Delivery and storage of grain

When wheat arrives at the mill, it is tested to make sure that it has the required specification to make the right flour for the baker – or other customers’ – needs. It is tested against a contract specification for variety, moisture content, specific weight, impurities, enzyme activity associated with sprouting, protein content and quality. It passes through a preliminary cleaning process to remove coarse impurities, such as nails and stones, and may be dried before being stored in silos according to quality.

Assessing the wheat quality

The ‘Hagberg Falling Number’ measures the time, in seconds, a plunger takes to descend through a heated mixture of ground grain and water. The test indicates the alpha-amylase activity in the grain. This natural enzyme converts starch to smaller sugar units that would be used by the seed to fuel its growth.

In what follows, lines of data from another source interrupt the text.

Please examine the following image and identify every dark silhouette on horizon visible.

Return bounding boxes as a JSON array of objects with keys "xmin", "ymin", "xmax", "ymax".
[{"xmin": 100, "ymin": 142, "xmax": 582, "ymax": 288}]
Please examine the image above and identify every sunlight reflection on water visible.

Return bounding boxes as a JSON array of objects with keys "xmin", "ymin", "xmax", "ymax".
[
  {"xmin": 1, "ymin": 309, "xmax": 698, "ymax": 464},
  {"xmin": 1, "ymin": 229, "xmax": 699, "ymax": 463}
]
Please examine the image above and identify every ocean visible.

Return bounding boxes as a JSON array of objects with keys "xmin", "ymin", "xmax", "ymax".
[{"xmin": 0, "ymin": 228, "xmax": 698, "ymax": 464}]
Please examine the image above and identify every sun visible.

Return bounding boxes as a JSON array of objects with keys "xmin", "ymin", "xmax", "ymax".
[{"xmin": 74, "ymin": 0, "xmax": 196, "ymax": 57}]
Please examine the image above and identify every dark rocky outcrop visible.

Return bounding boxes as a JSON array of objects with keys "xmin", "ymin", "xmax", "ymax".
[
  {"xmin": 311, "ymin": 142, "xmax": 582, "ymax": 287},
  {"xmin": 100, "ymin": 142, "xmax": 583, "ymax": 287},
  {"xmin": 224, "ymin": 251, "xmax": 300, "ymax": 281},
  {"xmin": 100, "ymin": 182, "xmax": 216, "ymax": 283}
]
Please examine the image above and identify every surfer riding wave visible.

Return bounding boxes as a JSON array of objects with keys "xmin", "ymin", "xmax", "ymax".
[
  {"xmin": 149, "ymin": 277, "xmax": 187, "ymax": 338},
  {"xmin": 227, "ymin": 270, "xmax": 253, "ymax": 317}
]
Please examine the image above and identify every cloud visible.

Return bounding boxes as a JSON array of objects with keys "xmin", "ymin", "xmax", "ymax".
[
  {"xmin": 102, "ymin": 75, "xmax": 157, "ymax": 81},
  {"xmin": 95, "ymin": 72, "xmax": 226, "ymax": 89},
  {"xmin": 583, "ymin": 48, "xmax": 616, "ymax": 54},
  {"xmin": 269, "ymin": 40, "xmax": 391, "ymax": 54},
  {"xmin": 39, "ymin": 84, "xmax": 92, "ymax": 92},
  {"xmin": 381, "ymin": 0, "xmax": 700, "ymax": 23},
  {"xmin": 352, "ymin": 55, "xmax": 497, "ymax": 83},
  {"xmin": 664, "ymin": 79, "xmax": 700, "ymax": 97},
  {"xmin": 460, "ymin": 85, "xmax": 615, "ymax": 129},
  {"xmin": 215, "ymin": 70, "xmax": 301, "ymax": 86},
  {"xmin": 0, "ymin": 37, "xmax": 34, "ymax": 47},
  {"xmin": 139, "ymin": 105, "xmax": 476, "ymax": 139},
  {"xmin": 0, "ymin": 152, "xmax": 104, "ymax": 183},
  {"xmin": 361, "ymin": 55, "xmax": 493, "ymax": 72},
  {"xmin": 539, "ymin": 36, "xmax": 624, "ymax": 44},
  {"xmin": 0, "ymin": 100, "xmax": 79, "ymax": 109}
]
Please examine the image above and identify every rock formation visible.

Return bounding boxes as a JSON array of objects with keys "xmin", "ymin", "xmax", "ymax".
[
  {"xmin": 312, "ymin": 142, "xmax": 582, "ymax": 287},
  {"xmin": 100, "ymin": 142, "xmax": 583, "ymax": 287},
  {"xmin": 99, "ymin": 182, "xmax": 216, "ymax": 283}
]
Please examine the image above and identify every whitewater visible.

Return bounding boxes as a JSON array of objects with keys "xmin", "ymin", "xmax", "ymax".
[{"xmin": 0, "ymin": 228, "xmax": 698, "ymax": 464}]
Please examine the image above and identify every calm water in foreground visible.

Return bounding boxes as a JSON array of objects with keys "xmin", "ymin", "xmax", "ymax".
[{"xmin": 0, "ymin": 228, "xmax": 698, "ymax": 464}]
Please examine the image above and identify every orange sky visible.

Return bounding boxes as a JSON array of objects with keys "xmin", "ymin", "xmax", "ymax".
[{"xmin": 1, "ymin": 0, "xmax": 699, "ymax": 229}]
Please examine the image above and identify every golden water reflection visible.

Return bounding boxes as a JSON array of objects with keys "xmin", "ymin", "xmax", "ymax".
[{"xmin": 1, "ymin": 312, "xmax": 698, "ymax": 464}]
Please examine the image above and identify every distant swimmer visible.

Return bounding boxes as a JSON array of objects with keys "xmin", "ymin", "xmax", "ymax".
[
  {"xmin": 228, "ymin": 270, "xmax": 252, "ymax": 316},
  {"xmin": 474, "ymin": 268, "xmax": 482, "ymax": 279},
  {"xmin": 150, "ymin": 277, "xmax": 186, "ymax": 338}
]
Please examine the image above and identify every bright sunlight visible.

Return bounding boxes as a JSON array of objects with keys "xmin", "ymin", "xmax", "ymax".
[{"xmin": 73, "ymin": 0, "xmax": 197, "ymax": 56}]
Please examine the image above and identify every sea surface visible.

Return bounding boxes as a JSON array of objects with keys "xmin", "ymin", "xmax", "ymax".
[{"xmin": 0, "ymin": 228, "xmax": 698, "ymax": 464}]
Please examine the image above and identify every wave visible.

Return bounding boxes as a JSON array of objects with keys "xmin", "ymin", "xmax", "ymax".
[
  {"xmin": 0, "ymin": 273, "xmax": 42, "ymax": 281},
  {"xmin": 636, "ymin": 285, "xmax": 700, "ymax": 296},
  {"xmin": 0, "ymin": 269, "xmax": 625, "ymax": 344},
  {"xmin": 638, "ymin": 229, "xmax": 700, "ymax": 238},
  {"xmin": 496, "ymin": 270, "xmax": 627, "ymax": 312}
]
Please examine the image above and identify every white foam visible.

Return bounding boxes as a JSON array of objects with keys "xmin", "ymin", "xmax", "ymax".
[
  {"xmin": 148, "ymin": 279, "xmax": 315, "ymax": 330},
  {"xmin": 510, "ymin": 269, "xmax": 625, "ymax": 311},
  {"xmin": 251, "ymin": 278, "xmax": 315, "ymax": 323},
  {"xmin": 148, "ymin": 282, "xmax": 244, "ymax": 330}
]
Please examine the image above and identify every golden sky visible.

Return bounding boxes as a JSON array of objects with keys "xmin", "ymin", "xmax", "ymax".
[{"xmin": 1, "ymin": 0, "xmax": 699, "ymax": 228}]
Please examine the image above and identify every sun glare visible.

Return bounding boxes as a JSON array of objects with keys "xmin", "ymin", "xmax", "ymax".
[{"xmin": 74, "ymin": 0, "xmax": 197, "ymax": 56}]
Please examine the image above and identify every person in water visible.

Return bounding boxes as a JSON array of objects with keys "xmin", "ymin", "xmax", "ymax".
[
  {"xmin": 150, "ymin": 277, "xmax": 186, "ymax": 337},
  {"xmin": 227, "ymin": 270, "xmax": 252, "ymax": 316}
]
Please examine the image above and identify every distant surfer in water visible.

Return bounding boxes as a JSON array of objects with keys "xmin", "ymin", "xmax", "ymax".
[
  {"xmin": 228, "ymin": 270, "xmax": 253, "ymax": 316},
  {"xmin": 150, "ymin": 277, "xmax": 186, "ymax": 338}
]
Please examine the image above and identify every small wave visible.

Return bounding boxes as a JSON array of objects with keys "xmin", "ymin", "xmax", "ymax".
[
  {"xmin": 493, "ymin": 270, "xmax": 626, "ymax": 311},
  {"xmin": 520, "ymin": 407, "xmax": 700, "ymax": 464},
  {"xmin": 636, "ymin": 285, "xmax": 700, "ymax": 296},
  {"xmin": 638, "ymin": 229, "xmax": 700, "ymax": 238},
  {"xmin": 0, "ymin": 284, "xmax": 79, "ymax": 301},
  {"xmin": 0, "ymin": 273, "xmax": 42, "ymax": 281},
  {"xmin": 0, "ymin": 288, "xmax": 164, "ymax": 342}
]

If there is little enzyme activity, the mixture will remain viscous. The plunger will take a long time to descend and a high Hagberg Falling Number will be recorded. Too much enzyme activity and the reverse will be true. High enzyme activity impairs bread quality, producing a very weak and sticky crumb mixture.

Cleaning and conditioning

When wheat is drawn from the silos prior to milling, it is thoroughly cleaned. Powerful magnets extract any remaining ferrous metal objects.

Machines, which separate by shape, remove barley, oats and small seeds. Gravity separation removes stones and, throughout the cleaning process, air currents lift off dust and chaff.

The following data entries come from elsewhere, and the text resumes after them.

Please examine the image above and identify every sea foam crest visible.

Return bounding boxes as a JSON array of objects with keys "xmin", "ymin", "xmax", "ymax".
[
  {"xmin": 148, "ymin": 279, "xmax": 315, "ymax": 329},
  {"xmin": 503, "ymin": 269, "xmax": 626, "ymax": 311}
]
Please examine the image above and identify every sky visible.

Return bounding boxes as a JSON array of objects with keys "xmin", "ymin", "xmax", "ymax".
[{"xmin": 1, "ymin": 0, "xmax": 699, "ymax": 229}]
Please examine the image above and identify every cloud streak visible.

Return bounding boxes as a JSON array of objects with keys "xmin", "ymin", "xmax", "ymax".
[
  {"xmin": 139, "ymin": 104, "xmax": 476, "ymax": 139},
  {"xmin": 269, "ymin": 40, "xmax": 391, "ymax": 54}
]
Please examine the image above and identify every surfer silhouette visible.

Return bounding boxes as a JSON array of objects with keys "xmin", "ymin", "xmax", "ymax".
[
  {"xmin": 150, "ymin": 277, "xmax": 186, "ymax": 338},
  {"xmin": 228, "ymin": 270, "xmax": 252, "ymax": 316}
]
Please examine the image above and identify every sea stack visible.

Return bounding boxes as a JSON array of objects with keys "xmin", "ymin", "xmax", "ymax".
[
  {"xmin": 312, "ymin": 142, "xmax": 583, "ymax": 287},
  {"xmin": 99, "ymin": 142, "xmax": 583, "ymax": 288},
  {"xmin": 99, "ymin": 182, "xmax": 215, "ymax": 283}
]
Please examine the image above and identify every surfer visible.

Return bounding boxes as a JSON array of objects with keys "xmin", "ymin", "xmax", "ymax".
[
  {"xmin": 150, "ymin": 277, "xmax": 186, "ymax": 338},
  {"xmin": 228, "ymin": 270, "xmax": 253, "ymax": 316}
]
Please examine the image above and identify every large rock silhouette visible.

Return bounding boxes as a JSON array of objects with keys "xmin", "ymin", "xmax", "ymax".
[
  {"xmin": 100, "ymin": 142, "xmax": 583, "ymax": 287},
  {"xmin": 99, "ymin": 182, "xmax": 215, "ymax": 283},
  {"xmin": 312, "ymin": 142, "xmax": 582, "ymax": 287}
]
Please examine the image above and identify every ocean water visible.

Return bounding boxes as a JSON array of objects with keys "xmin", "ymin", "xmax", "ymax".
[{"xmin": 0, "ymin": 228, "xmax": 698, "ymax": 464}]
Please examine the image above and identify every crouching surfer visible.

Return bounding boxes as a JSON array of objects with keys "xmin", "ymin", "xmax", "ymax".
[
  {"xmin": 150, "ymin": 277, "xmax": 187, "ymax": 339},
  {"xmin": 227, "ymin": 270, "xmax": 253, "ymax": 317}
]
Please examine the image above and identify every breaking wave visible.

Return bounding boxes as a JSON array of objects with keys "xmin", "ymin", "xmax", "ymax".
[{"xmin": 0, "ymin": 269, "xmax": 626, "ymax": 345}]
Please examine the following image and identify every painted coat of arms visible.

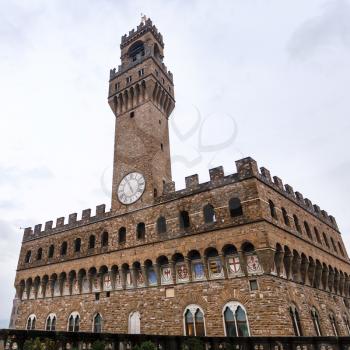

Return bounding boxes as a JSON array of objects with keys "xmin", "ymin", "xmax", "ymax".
[
  {"xmin": 103, "ymin": 274, "xmax": 112, "ymax": 290},
  {"xmin": 176, "ymin": 264, "xmax": 189, "ymax": 282},
  {"xmin": 193, "ymin": 262, "xmax": 205, "ymax": 280},
  {"xmin": 228, "ymin": 256, "xmax": 241, "ymax": 275},
  {"xmin": 161, "ymin": 266, "xmax": 172, "ymax": 284},
  {"xmin": 247, "ymin": 254, "xmax": 263, "ymax": 274}
]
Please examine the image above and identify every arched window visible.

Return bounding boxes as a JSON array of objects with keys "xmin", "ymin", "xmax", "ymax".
[
  {"xmin": 128, "ymin": 311, "xmax": 141, "ymax": 334},
  {"xmin": 203, "ymin": 204, "xmax": 216, "ymax": 223},
  {"xmin": 68, "ymin": 312, "xmax": 80, "ymax": 332},
  {"xmin": 290, "ymin": 305, "xmax": 302, "ymax": 336},
  {"xmin": 323, "ymin": 233, "xmax": 330, "ymax": 249},
  {"xmin": 26, "ymin": 314, "xmax": 36, "ymax": 330},
  {"xmin": 282, "ymin": 208, "xmax": 290, "ymax": 226},
  {"xmin": 338, "ymin": 242, "xmax": 345, "ymax": 257},
  {"xmin": 331, "ymin": 237, "xmax": 337, "ymax": 253},
  {"xmin": 74, "ymin": 238, "xmax": 81, "ymax": 253},
  {"xmin": 311, "ymin": 307, "xmax": 322, "ymax": 336},
  {"xmin": 128, "ymin": 41, "xmax": 145, "ymax": 61},
  {"xmin": 184, "ymin": 305, "xmax": 205, "ymax": 336},
  {"xmin": 48, "ymin": 245, "xmax": 54, "ymax": 258},
  {"xmin": 314, "ymin": 228, "xmax": 322, "ymax": 245},
  {"xmin": 223, "ymin": 302, "xmax": 250, "ymax": 337},
  {"xmin": 229, "ymin": 198, "xmax": 243, "ymax": 217},
  {"xmin": 179, "ymin": 211, "xmax": 190, "ymax": 229},
  {"xmin": 304, "ymin": 222, "xmax": 312, "ymax": 240},
  {"xmin": 36, "ymin": 248, "xmax": 43, "ymax": 261},
  {"xmin": 101, "ymin": 231, "xmax": 109, "ymax": 247},
  {"xmin": 157, "ymin": 216, "xmax": 167, "ymax": 235},
  {"xmin": 269, "ymin": 200, "xmax": 277, "ymax": 219},
  {"xmin": 25, "ymin": 251, "xmax": 31, "ymax": 263},
  {"xmin": 293, "ymin": 215, "xmax": 302, "ymax": 234},
  {"xmin": 46, "ymin": 313, "xmax": 57, "ymax": 331},
  {"xmin": 329, "ymin": 313, "xmax": 339, "ymax": 336},
  {"xmin": 344, "ymin": 315, "xmax": 350, "ymax": 335},
  {"xmin": 60, "ymin": 241, "xmax": 68, "ymax": 256},
  {"xmin": 136, "ymin": 223, "xmax": 146, "ymax": 240},
  {"xmin": 89, "ymin": 235, "xmax": 96, "ymax": 249},
  {"xmin": 118, "ymin": 227, "xmax": 126, "ymax": 244},
  {"xmin": 93, "ymin": 313, "xmax": 102, "ymax": 333}
]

The wheat is then conditioned to a suitable moisture content by tempering it with water and leaving it in conditioning bins for up to 24 hours. This conditioning softens the bran and enhances the release of the inner white endosperm during milling.

Blending

Cleaned and conditioned wheat is then blended in a process known as gristing. This combines different wheats to produce a mix capable of making the required quality of flour to suit the needs of the flour millers’ customers.

Separating

The grist is passed through a series of ‘break’ rolls rotating at different speeds. These rolls do not crush the wheat but split it open, separating the white, inner portion from the outer skins.

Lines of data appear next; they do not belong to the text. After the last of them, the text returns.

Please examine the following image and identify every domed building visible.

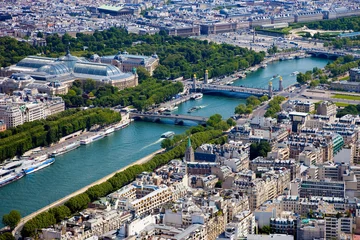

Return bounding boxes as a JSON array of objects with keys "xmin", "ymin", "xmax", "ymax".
[
  {"xmin": 0, "ymin": 50, "xmax": 139, "ymax": 94},
  {"xmin": 57, "ymin": 50, "xmax": 81, "ymax": 70}
]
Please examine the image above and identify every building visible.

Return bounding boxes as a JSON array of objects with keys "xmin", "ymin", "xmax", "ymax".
[
  {"xmin": 317, "ymin": 101, "xmax": 337, "ymax": 116},
  {"xmin": 300, "ymin": 180, "xmax": 345, "ymax": 198},
  {"xmin": 295, "ymin": 101, "xmax": 315, "ymax": 113},
  {"xmin": 0, "ymin": 96, "xmax": 65, "ymax": 128},
  {"xmin": 350, "ymin": 68, "xmax": 360, "ymax": 82},
  {"xmin": 325, "ymin": 215, "xmax": 353, "ymax": 240},
  {"xmin": 270, "ymin": 217, "xmax": 297, "ymax": 236},
  {"xmin": 267, "ymin": 143, "xmax": 290, "ymax": 160},
  {"xmin": 185, "ymin": 137, "xmax": 195, "ymax": 162},
  {"xmin": 93, "ymin": 51, "xmax": 159, "ymax": 76},
  {"xmin": 200, "ymin": 22, "xmax": 237, "ymax": 35},
  {"xmin": 97, "ymin": 5, "xmax": 139, "ymax": 17},
  {"xmin": 0, "ymin": 50, "xmax": 138, "ymax": 94},
  {"xmin": 222, "ymin": 211, "xmax": 255, "ymax": 239},
  {"xmin": 297, "ymin": 219, "xmax": 325, "ymax": 240},
  {"xmin": 289, "ymin": 112, "xmax": 309, "ymax": 133},
  {"xmin": 0, "ymin": 120, "xmax": 6, "ymax": 132}
]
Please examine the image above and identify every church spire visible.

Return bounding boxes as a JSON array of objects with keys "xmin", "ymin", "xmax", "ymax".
[{"xmin": 185, "ymin": 137, "xmax": 194, "ymax": 162}]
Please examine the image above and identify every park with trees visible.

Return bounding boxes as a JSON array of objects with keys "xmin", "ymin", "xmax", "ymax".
[
  {"xmin": 0, "ymin": 108, "xmax": 121, "ymax": 163},
  {"xmin": 61, "ymin": 78, "xmax": 184, "ymax": 110}
]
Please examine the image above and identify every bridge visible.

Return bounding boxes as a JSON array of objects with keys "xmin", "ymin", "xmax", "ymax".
[
  {"xmin": 306, "ymin": 50, "xmax": 360, "ymax": 59},
  {"xmin": 199, "ymin": 84, "xmax": 269, "ymax": 97},
  {"xmin": 130, "ymin": 112, "xmax": 209, "ymax": 125}
]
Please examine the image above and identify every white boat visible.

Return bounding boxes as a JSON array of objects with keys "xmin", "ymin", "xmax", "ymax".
[
  {"xmin": 80, "ymin": 133, "xmax": 105, "ymax": 145},
  {"xmin": 22, "ymin": 158, "xmax": 55, "ymax": 175},
  {"xmin": 51, "ymin": 142, "xmax": 80, "ymax": 157},
  {"xmin": 1, "ymin": 160, "xmax": 25, "ymax": 170},
  {"xmin": 0, "ymin": 169, "xmax": 24, "ymax": 187},
  {"xmin": 165, "ymin": 105, "xmax": 178, "ymax": 112},
  {"xmin": 104, "ymin": 127, "xmax": 115, "ymax": 136},
  {"xmin": 191, "ymin": 93, "xmax": 203, "ymax": 100},
  {"xmin": 260, "ymin": 63, "xmax": 267, "ymax": 68},
  {"xmin": 114, "ymin": 120, "xmax": 131, "ymax": 131},
  {"xmin": 291, "ymin": 71, "xmax": 299, "ymax": 76},
  {"xmin": 161, "ymin": 131, "xmax": 175, "ymax": 138}
]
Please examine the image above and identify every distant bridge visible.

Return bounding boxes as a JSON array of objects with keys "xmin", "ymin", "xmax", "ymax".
[
  {"xmin": 199, "ymin": 84, "xmax": 269, "ymax": 97},
  {"xmin": 306, "ymin": 50, "xmax": 360, "ymax": 59},
  {"xmin": 130, "ymin": 112, "xmax": 209, "ymax": 125}
]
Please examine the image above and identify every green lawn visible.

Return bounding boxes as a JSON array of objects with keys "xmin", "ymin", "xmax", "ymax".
[
  {"xmin": 332, "ymin": 94, "xmax": 360, "ymax": 101},
  {"xmin": 335, "ymin": 102, "xmax": 350, "ymax": 107},
  {"xmin": 339, "ymin": 76, "xmax": 350, "ymax": 81}
]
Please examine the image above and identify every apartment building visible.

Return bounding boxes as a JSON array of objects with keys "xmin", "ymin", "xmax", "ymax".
[
  {"xmin": 317, "ymin": 101, "xmax": 337, "ymax": 116},
  {"xmin": 108, "ymin": 183, "xmax": 176, "ymax": 215},
  {"xmin": 325, "ymin": 216, "xmax": 353, "ymax": 240},
  {"xmin": 270, "ymin": 217, "xmax": 297, "ymax": 236},
  {"xmin": 223, "ymin": 211, "xmax": 255, "ymax": 239},
  {"xmin": 250, "ymin": 157, "xmax": 300, "ymax": 181},
  {"xmin": 267, "ymin": 143, "xmax": 290, "ymax": 160},
  {"xmin": 298, "ymin": 147, "xmax": 323, "ymax": 166},
  {"xmin": 295, "ymin": 101, "xmax": 315, "ymax": 113},
  {"xmin": 300, "ymin": 180, "xmax": 345, "ymax": 198}
]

The various fragments of wheat grain are separated by a complex arrangement of sieves. White endosperm particles, known as semolina, are channelled into a series of smooth ‘reduction’ rolls for final milling into white flour.

Streaming

Bran and wheat germ are streamed into this flour to make brown or wholemeal flour. Wholemeal flour contains all the parts of the grain (endosperm, germ and bran); brown flour will contain less bran and may or may not include wheat germ.

Flour Prices In Ghana:

The price of flour is GHS GH₵ 17.00 per kg and Bag of flour is selling between GHS 570.00 to GHS 1,070.00..!!!